In memoria di Marco Dezzi Bardeschi, ricercatore dell’autenticità dei monumenti

L’architetto fiorentino era stato autore del progetto di conservazione della Biblioteca Classense tra la fine degli anni Settanta e i primi anni Ottanta

Marco Dezzi Bardeschi E Virgilio

Marco Dezzi Bardeschi sul cantiere della Manica Lunga della Biblioteca Classense con Virgilio, capo muratore bravissimo e indimenticabile

È scomparso a 84 anni, in questi giorni, a Firenze, Marco Dezzi Bardeschi, tra i più illustri architetti italiani, un maestro nella cultura della conservazione dei monumenti. Allievo di Giovanni Michelucci e di Piero Sampaolesi, nella sua ricca vita di studioso e progettista, Marco Dezzi Bardeschi ha incontrato anche Ravenna.
Si era nel 1976 e il giovane architetto, fresco di nomina a professore ordinario di Restauro dei monumenti al Politecnico di Milano, veniva incaricato dal Comune di Ravenna di effettuare le indagini preliminari a un intervento programmato di conservazione e di recupero del complesso Classense. Quelle indagini dovevano servire a costituire, dopo anni di “restauri distruttivi e di riusi impropri”, l’effettiva autenticità storica della Fabbrica. Nascevano così i suoi scritti sugli architetti Giuseppe Antonio Soratini e Camillo Morigia, gli artefici dei settecenteschi spazi bibliotecari, e l’esplorazione sugli archivi cittadini per ricostruire la cronistoria dei lavori compiuti sulla grandiosa fabbrica Camaldolese, la Classense, dal 1515, anno della fondazione, al 1975.
Indagini interdisciplinari che non tralasciavano di documentare e la significativa presenza avuta dal monastero nella topografia cittadina e gli effetti che la cultura del restauro, negli anni a cavallo fra Ottocento e Novecento, grazie a Corrado Ricci, aveva prodotto sui più prestigiosi monumenti della città. Una coerente e coordinata attività di studio confluita, ad eccezione dello scritto sul Morigia, nel volume Ravenna la fabbrica della città. La città la cultura la fabbrica ancora oggi fonte insostituibile di informazioni.

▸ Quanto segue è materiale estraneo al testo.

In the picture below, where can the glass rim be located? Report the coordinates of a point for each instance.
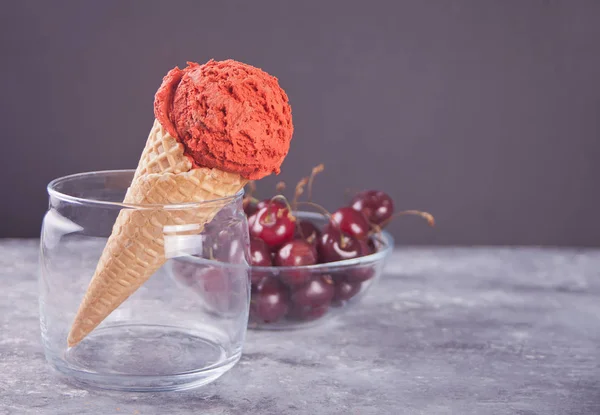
(386, 238)
(52, 190)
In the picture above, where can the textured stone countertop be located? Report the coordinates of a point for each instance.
(446, 331)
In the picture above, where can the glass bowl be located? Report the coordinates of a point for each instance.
(163, 337)
(297, 297)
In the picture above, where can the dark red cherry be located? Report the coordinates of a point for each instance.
(295, 253)
(269, 301)
(309, 232)
(377, 206)
(268, 202)
(260, 256)
(273, 224)
(352, 222)
(345, 290)
(318, 292)
(337, 246)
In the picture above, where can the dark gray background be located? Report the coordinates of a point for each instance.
(486, 113)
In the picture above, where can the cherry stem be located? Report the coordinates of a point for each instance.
(326, 213)
(251, 188)
(299, 191)
(316, 170)
(279, 214)
(320, 208)
(425, 215)
(280, 187)
(350, 191)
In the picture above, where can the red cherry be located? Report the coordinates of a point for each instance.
(345, 290)
(317, 292)
(273, 224)
(269, 301)
(352, 222)
(309, 232)
(260, 256)
(295, 253)
(269, 202)
(376, 205)
(336, 245)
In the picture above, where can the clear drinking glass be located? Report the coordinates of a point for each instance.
(172, 333)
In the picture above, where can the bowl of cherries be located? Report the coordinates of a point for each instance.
(307, 266)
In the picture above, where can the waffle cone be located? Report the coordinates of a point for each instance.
(135, 248)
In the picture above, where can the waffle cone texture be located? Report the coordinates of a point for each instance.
(135, 249)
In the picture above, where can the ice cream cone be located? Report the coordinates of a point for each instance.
(135, 249)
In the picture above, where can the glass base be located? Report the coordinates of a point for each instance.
(145, 358)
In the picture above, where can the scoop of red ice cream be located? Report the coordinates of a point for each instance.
(228, 115)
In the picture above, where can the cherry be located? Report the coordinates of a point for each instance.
(295, 253)
(260, 256)
(377, 206)
(318, 292)
(269, 301)
(345, 290)
(273, 224)
(307, 313)
(309, 232)
(337, 246)
(352, 222)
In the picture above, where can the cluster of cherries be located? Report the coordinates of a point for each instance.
(279, 239)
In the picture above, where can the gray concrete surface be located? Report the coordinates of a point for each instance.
(447, 331)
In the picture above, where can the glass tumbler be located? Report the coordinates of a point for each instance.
(177, 331)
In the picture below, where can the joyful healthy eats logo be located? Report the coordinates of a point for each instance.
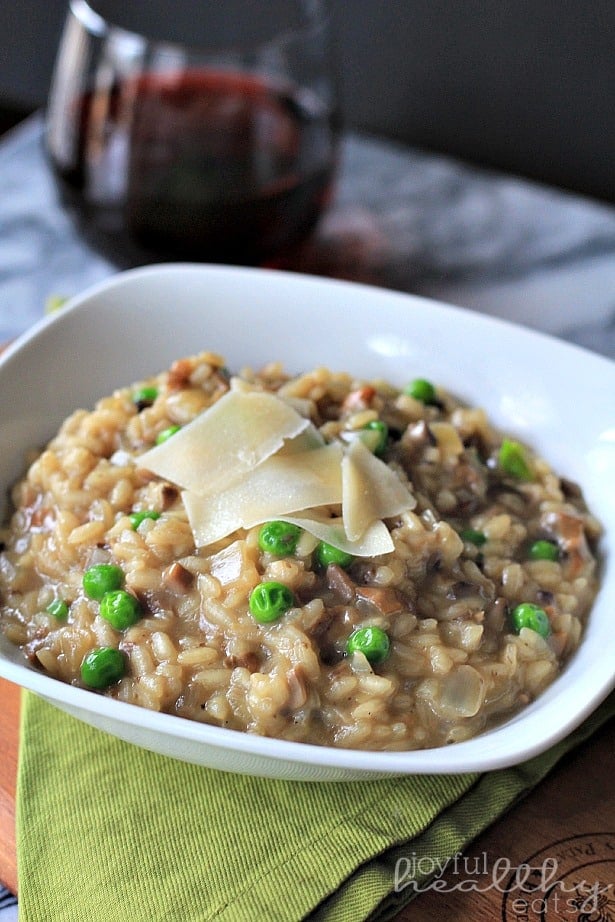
(571, 880)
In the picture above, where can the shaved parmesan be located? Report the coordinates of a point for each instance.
(241, 430)
(374, 541)
(370, 490)
(283, 483)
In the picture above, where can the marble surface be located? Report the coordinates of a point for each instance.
(409, 220)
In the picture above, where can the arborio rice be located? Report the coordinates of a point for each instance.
(451, 657)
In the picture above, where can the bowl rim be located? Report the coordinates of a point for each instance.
(494, 748)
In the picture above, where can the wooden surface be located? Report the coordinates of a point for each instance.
(567, 818)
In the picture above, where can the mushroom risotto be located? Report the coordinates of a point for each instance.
(315, 558)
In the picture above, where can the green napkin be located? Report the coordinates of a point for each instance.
(107, 831)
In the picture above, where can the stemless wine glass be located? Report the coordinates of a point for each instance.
(195, 129)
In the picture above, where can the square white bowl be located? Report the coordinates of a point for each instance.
(558, 398)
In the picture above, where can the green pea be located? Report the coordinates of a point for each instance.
(166, 434)
(145, 396)
(473, 536)
(58, 608)
(102, 578)
(120, 609)
(327, 554)
(543, 550)
(382, 431)
(269, 600)
(529, 615)
(103, 667)
(422, 390)
(513, 461)
(280, 538)
(372, 642)
(137, 517)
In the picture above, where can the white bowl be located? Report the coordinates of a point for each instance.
(555, 396)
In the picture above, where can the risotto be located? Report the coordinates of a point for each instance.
(315, 558)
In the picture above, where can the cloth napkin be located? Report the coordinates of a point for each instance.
(107, 831)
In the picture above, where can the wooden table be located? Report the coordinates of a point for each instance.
(576, 802)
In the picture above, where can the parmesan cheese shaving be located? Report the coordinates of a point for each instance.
(374, 541)
(283, 483)
(238, 432)
(370, 490)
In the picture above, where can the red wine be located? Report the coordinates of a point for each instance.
(206, 165)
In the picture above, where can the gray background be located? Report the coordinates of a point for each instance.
(524, 86)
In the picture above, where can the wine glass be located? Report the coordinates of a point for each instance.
(194, 129)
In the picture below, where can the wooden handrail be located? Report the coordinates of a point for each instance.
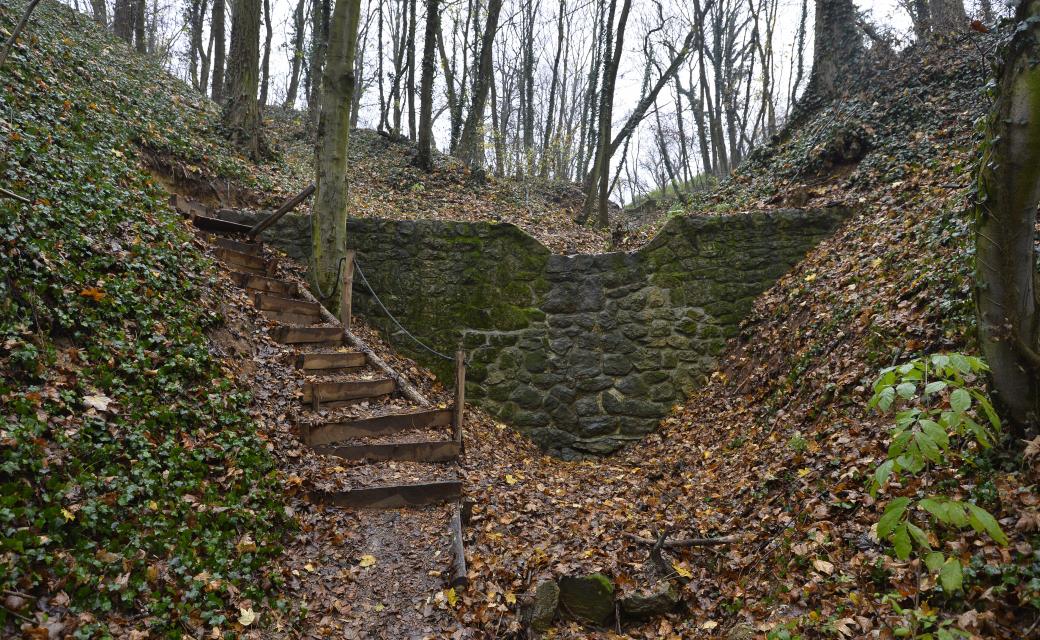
(282, 210)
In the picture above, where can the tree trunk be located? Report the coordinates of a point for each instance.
(241, 112)
(100, 11)
(123, 20)
(837, 51)
(218, 42)
(425, 134)
(331, 199)
(547, 134)
(1006, 218)
(140, 43)
(471, 144)
(299, 30)
(265, 64)
(949, 17)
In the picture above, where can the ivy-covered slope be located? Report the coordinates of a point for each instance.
(133, 487)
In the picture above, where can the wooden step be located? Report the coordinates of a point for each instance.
(254, 249)
(264, 284)
(307, 335)
(418, 451)
(328, 433)
(334, 360)
(291, 318)
(392, 496)
(328, 392)
(267, 302)
(215, 224)
(188, 207)
(244, 262)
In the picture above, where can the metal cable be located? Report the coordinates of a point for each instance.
(357, 265)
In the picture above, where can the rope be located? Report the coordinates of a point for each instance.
(357, 266)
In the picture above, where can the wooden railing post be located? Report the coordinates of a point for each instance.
(460, 407)
(346, 289)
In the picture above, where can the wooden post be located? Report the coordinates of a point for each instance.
(346, 289)
(282, 210)
(459, 577)
(460, 407)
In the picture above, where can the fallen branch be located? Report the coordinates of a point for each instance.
(683, 542)
(18, 31)
(4, 193)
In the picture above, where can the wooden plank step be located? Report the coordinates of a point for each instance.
(341, 391)
(267, 302)
(307, 335)
(392, 496)
(264, 284)
(291, 318)
(244, 261)
(215, 224)
(328, 433)
(254, 249)
(334, 360)
(418, 451)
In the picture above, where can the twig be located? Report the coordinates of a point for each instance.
(15, 196)
(683, 542)
(17, 32)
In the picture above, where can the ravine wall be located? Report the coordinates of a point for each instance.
(586, 352)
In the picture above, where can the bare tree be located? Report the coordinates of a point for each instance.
(1006, 216)
(241, 111)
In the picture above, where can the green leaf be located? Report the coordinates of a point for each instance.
(935, 387)
(918, 536)
(891, 516)
(901, 541)
(881, 475)
(934, 561)
(951, 576)
(906, 389)
(936, 433)
(981, 520)
(960, 401)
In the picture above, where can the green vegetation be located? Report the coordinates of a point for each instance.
(132, 479)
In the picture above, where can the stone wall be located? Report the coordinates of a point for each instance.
(585, 352)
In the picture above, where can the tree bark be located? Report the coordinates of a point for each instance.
(1006, 218)
(425, 134)
(299, 31)
(947, 17)
(218, 50)
(265, 64)
(241, 112)
(471, 143)
(331, 200)
(837, 51)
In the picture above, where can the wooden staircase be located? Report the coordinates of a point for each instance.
(339, 370)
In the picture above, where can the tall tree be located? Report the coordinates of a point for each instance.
(1006, 216)
(265, 62)
(837, 51)
(425, 134)
(331, 200)
(241, 111)
(216, 27)
(471, 143)
(296, 47)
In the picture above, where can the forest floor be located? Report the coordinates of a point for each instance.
(138, 525)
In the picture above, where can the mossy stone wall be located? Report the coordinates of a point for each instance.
(586, 352)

Tutto andava in direzione di un progetto destinato a “procedere su un doppio registro: quello della conservazione (senza privilegi, né selezioni di parti) di ciò che già esisteva e costituiva il risultato dell’accumulazione materica che la storia consegnava in eredità; e quello dell’innovazione ossia del nuovo apporto, autonomo, che a nostra volta lasciamo impresso sulla fabbrica a testimonianza del nostro uso e del nostro passaggio”. Così scriveva, esponendo nel secondo volume attinente al cantiere della Manica lunga il suo progetto d’intervento. Una svolta metodologica netta nella cultura del restauro, che Dezzi Bardeschi riteneva dovesse essere sostituito dal termine “conservazione”, dove egli, con la passione che distingueva ogni suo “atto d’amore” nei confronti di uno spazio monumentale degradato, «calava la sua offerta di idee e di materiali» conducendo appunto il cantiere «all’insegna dell’aggiungere, non del sottrarre».

La sala degli otto pilastri al piano terreno, le sale di lettura al piano ammezzato della Manica Lunga, con la scala d’accesso tra il piano ammezzato e il primo piano, sono lì a testimoniare l’inconfondibile segno architettonico lasciato sul palinsesto classense da un maestro eclettico, poliedrico, che puntava sempre, in perfetta sintonia con le linee culturali indicate dai bibliotecari, su soluzioni di alta creatività come testimonia il pavimento a mosaico della Manica Lunga da lui ideato e disegnato, in stretta sinergia con Maria Grazia Brunetti che ne fu la realizzatrice, dove chiaro è il percorso di un’attività teorica e progettuale imperniata sulla lezione umanistica di Leon Battista Alberti, omaggiato di un suo simbolo, l’occhio alato, realizzato «con impasto di candidi frammenti vetrosi», angolo visuale di percorsi concettuali, fantastici ed ellittici che si dipanano tra ciottoli di fiume, granito e vetri colorati. Il tutto, annotava Dezzi, «scandito da aerei punti luce, come luminosi pianeti scagliati in aria da archi tesi di fili di ferro color cielo».
Oggi, purtroppo, quelle «soluzioni di alta narratività» dall’autore così descritte risplendono solo in un indimenticabile reportage fotografico effettuato al momento dell’inaugurazione da Gabriele Basilico. Quei punti luce, pur visibili allo sguardo di chi oggi si affaccia nella sala, andrebbero ripristinati nelle loro originarie modalità, per rimanere fedeli alla memoria artistica di un grande dell’architettura italiana.